The matter has been raised at the highest level in the Ministry of Finance and thereafter a series of meetings between the Economic Affairs Division and the Finance Division have been initiated to bridge the gap. The federal budget and annual external financing plan have become unrealized within three months of their approval. In June this year, The Express Tribune pointed out that the amount allocated for interest payments may fall short of the actual requirements.
Challenges in Securing External Financing for Pakistan in US Dollars
The government had estimated to borrow $14.5 billion from foreign commercial banks and recover another $1.5 billion through the issuance of Eurobonds. Sources said that the Ministry of Finance has concluded that due to Pakistan’s low credit rating and high-interest rate environment at the global level, Pakistan will not be able to get non-Chinese trade loans of around $13 billion. However, the finance ministry is still hopeful of securing $1 billion in Chinese commercial financing and about $600 million dollars from other sources. Sources said that the chances of settling the $1.5 billion through floating bonds are also very low.
Due to these factors, the government has started looking for alternative sources of external financing. Other options include raising money through additional borrowing and privatization from multilateral lenders. Last month, Caretaker Finance Minister Dr. Shamshad Akhtar directed the Finance Ministry to revise the financing plan in light of the current economic conditions and specifically seek funds from non-Chinese foreign commercial banks through loans and sovereign bonds. should be estimated.
According to sources, the Economic Affairs Division has been asked to examine the possibility of increasing loans from multilateral and bilateral lenders. The government had estimated $16.2 billion in loans from multilateral and bilateral lenders for the current fiscal year. Pakistan received a total of 5.1 billion dollars in foreign loans in July. Of these, $3 billion came from Saudi Arabia and the United Arab Emirates. The IMF gave 1.2 billion dollars. Loan disbursements under the IMF program have not yet started although the government had hoped that disbursements would begin soon after the IMF loan was approved.
Challenges in External Financing and Multilateral Loans for Pakistan
Sources said the World Bank may approve a loan of $350 million under the second (IIRISE) program in the first week of October. Pakistan had requested a loan of 450 million dollars but the World Bank did not agree. Meanwhile, the Asian Infrastructure Investment Bank has once again agreed to provide $250 million in financing to RISE. Earlier, he had refused to give this money until the World Bank approved the loan to Pakistan.

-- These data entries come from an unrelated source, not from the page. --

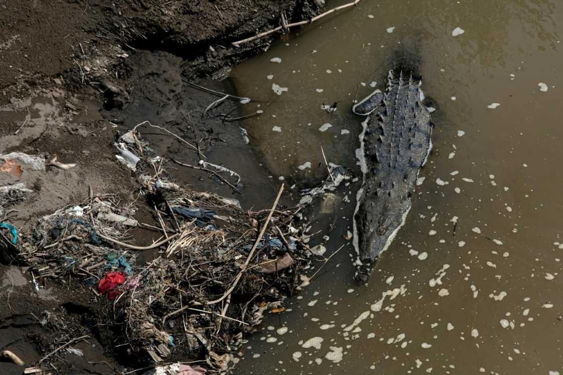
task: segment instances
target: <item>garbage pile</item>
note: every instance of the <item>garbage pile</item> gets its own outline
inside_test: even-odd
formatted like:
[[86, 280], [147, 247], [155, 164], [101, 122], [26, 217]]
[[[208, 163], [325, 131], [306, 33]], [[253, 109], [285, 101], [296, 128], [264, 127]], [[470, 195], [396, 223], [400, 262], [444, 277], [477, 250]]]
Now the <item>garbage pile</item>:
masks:
[[[110, 325], [135, 354], [157, 364], [198, 359], [225, 370], [244, 333], [264, 314], [283, 311], [284, 298], [298, 288], [312, 255], [310, 226], [302, 207], [280, 207], [281, 190], [271, 209], [247, 212], [165, 175], [138, 176], [135, 204], [154, 210], [161, 236], [154, 243], [133, 244], [131, 229], [140, 224], [132, 204], [91, 194], [41, 218], [20, 255], [36, 287], [45, 278], [70, 276], [106, 301]], [[138, 262], [142, 251], [151, 251], [152, 260]]]

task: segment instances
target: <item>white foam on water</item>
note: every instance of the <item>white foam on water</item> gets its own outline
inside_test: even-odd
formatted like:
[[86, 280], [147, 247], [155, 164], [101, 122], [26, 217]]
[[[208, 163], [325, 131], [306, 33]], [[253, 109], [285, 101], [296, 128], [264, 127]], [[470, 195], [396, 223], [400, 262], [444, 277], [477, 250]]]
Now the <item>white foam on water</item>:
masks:
[[303, 164], [302, 164], [301, 166], [298, 166], [297, 168], [299, 168], [300, 169], [301, 169], [301, 171], [303, 171], [303, 170], [304, 170], [304, 169], [306, 169], [307, 168], [311, 168], [311, 162], [305, 162], [305, 163], [303, 163]]
[[324, 358], [334, 363], [338, 363], [342, 360], [342, 347], [330, 346], [329, 347], [331, 351], [327, 353]]
[[289, 89], [287, 87], [282, 87], [279, 84], [276, 83], [272, 83], [272, 90], [278, 95], [281, 95], [282, 92], [285, 92]]
[[445, 297], [446, 296], [449, 296], [450, 292], [447, 289], [443, 288], [438, 292], [438, 295], [440, 297]]
[[505, 297], [506, 297], [507, 296], [508, 296], [508, 293], [507, 293], [506, 292], [504, 292], [504, 291], [503, 291], [501, 293], [498, 293], [498, 295], [497, 295], [497, 296], [495, 296], [493, 293], [491, 293], [491, 294], [489, 294], [489, 298], [493, 298], [495, 301], [502, 301], [504, 298]]
[[308, 349], [310, 347], [314, 347], [315, 349], [318, 350], [320, 349], [321, 344], [323, 341], [324, 341], [324, 340], [322, 337], [319, 337], [319, 336], [311, 337], [303, 342], [303, 345], [301, 345], [301, 347], [305, 349]]
[[461, 28], [457, 27], [452, 31], [452, 36], [457, 37], [458, 35], [460, 35], [464, 32], [465, 30], [462, 29]]

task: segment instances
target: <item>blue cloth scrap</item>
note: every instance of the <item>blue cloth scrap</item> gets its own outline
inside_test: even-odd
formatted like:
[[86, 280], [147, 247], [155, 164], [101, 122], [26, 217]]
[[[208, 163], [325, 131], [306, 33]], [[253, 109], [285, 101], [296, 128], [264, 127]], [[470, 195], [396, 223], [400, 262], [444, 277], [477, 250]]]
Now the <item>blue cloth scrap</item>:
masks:
[[15, 245], [17, 242], [17, 230], [16, 227], [7, 222], [0, 222], [0, 228], [6, 228], [12, 232], [12, 243]]

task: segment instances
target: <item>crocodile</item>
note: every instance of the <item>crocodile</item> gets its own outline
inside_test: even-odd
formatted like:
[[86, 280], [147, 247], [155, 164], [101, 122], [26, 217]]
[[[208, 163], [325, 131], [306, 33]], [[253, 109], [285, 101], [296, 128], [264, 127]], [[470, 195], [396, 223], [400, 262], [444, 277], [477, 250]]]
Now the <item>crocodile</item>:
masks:
[[418, 172], [432, 149], [433, 126], [421, 83], [410, 71], [391, 69], [385, 93], [376, 90], [352, 108], [366, 116], [356, 151], [363, 173], [354, 217], [359, 281], [368, 279], [404, 225]]

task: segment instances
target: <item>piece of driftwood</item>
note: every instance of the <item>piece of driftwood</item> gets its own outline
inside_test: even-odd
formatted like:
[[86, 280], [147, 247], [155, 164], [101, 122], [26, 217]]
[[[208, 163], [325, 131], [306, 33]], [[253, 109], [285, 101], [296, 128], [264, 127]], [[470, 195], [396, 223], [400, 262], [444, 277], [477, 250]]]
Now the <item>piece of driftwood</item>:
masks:
[[287, 23], [287, 21], [285, 21], [285, 17], [282, 15], [282, 19], [283, 25], [282, 26], [278, 26], [276, 28], [272, 29], [271, 30], [269, 30], [268, 31], [264, 32], [263, 33], [260, 33], [260, 34], [255, 35], [253, 37], [251, 37], [250, 38], [247, 38], [246, 39], [243, 39], [240, 40], [240, 41], [237, 41], [236, 42], [233, 42], [231, 44], [232, 44], [235, 47], [240, 47], [240, 44], [242, 44], [243, 43], [247, 43], [247, 42], [251, 42], [252, 41], [254, 41], [254, 40], [256, 40], [257, 39], [260, 39], [260, 38], [263, 38], [263, 37], [265, 37], [266, 35], [270, 35], [270, 34], [272, 34], [274, 33], [275, 33], [276, 32], [280, 31], [280, 30], [283, 30], [283, 29], [289, 30], [291, 28], [295, 27], [296, 26], [301, 26], [302, 25], [306, 25], [307, 24], [312, 24], [312, 23], [315, 22], [317, 20], [320, 19], [322, 18], [322, 17], [324, 17], [325, 16], [328, 16], [328, 15], [330, 14], [331, 13], [334, 13], [334, 12], [336, 12], [337, 11], [341, 10], [342, 9], [345, 9], [346, 8], [348, 8], [348, 7], [351, 7], [351, 6], [355, 6], [357, 5], [358, 3], [359, 2], [360, 2], [360, 0], [354, 0], [354, 1], [352, 1], [351, 3], [348, 3], [347, 4], [345, 4], [344, 5], [341, 5], [341, 6], [337, 6], [337, 7], [336, 7], [335, 8], [333, 8], [330, 10], [327, 11], [324, 13], [321, 13], [321, 14], [319, 15], [318, 16], [315, 16], [315, 17], [313, 17], [310, 20], [305, 20], [304, 21], [300, 21], [299, 22], [295, 22], [295, 23], [293, 23], [293, 24], [288, 24], [288, 23]]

Pakistan is not eligible for expensive BRD financing, as its foreign exchange reserves are currently insufficient to meet at least two-and-a-half months of import requirements. Sources said that due to the establishment of a caretaker government across the country, there is a slowdown in development activities. Because of this, multilateral lenders are unable to release funds. State Bank rules and regulations are also a hindrance to this funding.
If the provinces speed up development activities and the State Bank relaxes its rules, multilateral and bilateral lenders could disburse more than $7 billion during the current financial year. Sources said that the Ministry of Finance is also facing the problem of balance in the accounts as the estimate of 7.3 trillion rupees for interest payments has increased to more than 8 trillion rupees.